The cuts are still real. Tens of thousands of people are still getting hit, and some companies are clearly not done restructuring. But the broader data does not support the claim that software development is in permanent decline. Tech unemployment remained low. Active job postings stayed high enough to matter. Software developers kept leading demand categories. AI hiring accelerated. Long-term employment projections stayed strong. And replacement demand alone points to hundreds of thousands of openings a year.
If you are waiting for the exact market conditions of 2021 to come back, you may be waiting a long time. That was a bubble, not a baseline. But if you are trying to understand whether there is still a durable career here for disciplined developers, the answer is absolutely yes. The recovery is not about easy hiring. It is about a healthier, more selective market where real skills matter more than hype.

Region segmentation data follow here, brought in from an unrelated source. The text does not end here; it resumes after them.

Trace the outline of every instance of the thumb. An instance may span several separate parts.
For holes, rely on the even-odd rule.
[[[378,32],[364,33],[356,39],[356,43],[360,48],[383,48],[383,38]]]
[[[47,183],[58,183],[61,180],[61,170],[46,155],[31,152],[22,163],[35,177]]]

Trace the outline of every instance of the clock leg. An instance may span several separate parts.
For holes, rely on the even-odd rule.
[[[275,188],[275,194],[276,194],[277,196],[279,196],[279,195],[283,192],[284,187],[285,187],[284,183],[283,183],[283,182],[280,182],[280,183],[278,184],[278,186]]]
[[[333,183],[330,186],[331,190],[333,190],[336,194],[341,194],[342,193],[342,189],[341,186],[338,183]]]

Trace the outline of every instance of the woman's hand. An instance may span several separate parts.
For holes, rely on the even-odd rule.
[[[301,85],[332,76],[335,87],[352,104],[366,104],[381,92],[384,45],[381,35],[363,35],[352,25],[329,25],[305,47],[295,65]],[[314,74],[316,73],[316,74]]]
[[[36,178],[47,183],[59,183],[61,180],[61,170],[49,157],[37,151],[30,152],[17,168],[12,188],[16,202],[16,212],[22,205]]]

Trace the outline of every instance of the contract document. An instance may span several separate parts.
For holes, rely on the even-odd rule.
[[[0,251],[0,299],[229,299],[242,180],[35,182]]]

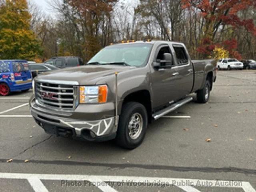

The developers who will benefit most from this recovery are not the ones with the fanciest employer logos in their past. They are the ones who can connect business needs to shipped software, learn the tools companies are funding right now, and move faster than the average applicant. Markets like this punish passivity. They reward clarity.
That is uncomfortable if you were depending on hype. It is good news if you are willing to become hard to ignore.